Operational guide · October 6, 2026
Your infrastructure shows traffic.
Your analytics does not.
Find out what is missing.
Start by asking what each system actually counts. Then verify the collection path. A bigger request number is neither proof of more customers nor a reason to discard it.
Start with your own source
Already need to distinguish machine requests from browser visits? Check whether your infrastructure can deliver request evidence before creating a collector or paying.
Four measurements, four different questions
Edge requests: What HTTP traffic reached the measured infrastructure? Assets, crawlers, previews and operational tests can all contribute. Traffic served or blocked outside the application may not appear in application records.
Browser measurement: Which eligible browsers executed the measurement code under the visitor's privacy choice? This is not a substitute for machine-request logs.
Useful operations: Did a scan, protocol call or connected delivery actually return the expected result? A request to a tool route is an attempt. A successful HTTP status is not always a successful task.
Commercial value: Did the billing provider confirm the subscription or payment, did the application grant the correct access, and did the customer obtain value afterward? None of the first three counts can answer that alone.

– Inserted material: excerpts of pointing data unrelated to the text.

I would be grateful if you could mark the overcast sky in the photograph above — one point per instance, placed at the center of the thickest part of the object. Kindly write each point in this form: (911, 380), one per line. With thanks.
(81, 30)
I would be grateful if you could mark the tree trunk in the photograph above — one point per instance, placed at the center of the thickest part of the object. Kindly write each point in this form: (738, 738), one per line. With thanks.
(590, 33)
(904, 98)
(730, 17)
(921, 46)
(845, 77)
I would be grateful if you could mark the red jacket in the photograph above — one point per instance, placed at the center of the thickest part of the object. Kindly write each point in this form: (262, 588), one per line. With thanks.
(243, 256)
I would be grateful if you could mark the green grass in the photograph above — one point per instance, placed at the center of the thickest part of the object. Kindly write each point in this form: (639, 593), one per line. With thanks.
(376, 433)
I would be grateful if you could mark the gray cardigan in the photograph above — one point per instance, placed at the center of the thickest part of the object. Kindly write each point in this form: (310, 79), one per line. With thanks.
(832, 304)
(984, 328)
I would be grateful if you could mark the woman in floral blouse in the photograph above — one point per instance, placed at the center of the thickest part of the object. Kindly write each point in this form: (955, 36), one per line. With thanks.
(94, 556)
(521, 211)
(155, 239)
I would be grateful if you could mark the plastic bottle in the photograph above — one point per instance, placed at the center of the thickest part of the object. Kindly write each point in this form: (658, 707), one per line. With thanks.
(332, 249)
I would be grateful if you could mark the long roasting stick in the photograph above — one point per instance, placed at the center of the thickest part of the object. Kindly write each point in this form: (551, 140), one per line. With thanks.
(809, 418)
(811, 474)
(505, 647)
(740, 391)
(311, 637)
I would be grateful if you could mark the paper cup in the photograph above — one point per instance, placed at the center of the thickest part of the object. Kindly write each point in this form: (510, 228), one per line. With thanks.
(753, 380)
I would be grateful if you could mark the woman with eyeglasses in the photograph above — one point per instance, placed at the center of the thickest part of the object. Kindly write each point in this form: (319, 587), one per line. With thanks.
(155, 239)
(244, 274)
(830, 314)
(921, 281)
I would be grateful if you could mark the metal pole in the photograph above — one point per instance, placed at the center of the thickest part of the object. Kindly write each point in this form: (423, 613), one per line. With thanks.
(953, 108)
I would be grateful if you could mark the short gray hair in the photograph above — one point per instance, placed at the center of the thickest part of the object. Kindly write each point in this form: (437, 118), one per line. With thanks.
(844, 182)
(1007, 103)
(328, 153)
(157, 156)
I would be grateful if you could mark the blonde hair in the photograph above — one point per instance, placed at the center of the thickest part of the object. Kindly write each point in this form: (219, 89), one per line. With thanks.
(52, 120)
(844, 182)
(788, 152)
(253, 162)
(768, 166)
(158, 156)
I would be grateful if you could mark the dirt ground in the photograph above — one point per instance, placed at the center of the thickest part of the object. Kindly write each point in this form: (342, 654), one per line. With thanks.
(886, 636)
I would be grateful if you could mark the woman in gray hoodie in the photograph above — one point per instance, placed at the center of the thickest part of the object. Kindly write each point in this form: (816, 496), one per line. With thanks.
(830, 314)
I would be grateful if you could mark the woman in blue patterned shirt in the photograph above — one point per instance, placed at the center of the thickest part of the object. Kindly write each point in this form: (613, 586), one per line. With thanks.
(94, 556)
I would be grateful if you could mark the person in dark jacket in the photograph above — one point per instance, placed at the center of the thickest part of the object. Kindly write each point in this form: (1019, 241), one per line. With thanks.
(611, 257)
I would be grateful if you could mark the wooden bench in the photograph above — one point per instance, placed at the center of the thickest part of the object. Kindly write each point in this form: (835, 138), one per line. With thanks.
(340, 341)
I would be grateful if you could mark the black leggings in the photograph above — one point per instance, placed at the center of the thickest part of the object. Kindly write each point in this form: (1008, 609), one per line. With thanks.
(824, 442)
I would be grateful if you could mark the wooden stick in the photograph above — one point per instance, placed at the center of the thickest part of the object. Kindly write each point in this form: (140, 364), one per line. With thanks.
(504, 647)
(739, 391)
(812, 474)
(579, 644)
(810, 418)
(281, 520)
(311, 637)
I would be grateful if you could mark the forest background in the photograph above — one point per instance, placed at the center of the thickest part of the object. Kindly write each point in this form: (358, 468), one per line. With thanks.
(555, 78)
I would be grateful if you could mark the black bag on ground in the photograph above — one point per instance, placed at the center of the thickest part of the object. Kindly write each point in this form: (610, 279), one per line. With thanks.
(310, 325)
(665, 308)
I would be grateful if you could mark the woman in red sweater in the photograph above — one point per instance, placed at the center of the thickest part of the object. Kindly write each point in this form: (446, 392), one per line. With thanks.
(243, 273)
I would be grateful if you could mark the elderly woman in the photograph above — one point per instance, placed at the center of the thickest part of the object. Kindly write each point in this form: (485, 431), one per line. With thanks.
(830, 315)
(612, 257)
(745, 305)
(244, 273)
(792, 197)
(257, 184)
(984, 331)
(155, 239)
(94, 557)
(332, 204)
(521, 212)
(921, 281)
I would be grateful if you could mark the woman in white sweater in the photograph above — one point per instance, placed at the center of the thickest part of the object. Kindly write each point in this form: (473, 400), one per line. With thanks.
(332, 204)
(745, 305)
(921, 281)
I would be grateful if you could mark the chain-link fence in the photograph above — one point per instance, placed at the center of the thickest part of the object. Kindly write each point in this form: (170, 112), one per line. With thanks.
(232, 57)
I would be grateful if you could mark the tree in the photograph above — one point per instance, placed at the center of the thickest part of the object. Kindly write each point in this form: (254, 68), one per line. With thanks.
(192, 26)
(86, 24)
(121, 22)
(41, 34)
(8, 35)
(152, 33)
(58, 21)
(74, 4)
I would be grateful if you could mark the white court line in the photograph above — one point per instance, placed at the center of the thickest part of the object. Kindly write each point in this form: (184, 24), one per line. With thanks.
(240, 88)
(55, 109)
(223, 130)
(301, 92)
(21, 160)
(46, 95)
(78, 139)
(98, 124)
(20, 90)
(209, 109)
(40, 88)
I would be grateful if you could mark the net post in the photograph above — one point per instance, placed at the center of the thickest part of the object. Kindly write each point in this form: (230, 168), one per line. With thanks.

A real example from our own audit
Our October 6 review found 446 AI-classified request records over a rolling seven-day window. GA4 separately reported 63 sessions for September 29 through October 5. These are deliberately different datasets and windows, not a conversion-rate numerator and denominator. The review did not establish a new independent paying customer.
More importantly, we found that some query failures could look like zeros and that the blog used a separate measurement path. These were defects in our reporting implementation, not evidence that visitors had disappeared. The current self-observation service exposes source availability and the new measurement boundary instead of silently treating missing evidence as success.
The practical investigation
1. Align the window and scope. Record the timezone, hostname, paths and inclusion rules of each source. Keep all-edge, origin-only and browser-only evidence separate.
2. Verify collection before judging demand. Check query failures, latest successful writes, tag ownership and consent state. Missing data should say unavailable, not zero.
3. Split requests by purpose. Separate recognizable previews, internal tests and discovery files from production-use attempts. Unknown client identity remains unknown; it should not prevent protocol requests from being counted.
4. Verify the consequential operation. For a scan, look for a persisted report. For a protocol call, inspect its operation result. For a connected source, distinguish a reserved test delivery from the first real non-test request.
5. Reconcile the outcome. Compare application access with provider billing. Then separately establish whether the customer is independent, obtained a useful result, and returned.
What you receive from AIWebSignals
The free scanner checks public access and discovery signals without an account. Connected monitoring addresses a different question: what arrived at infrastructure you control. Its setup requirements depend on your source; the source-fit guide explains what you need before you create anything.
We do not promise rankings, citations or sales. We provide a way to examine the evidence and choose a defensible next action.
Evidence and methods
Live self-observation JSON · Unified source-status report · Research methodology · Google Analytics collection documentation · Cloudflare analytics documentation
Our audit is operator-owned evidence, not independent validation. Counts above are a dated snapshot. Test traffic and unknown affiliation do not establish customer acquisition.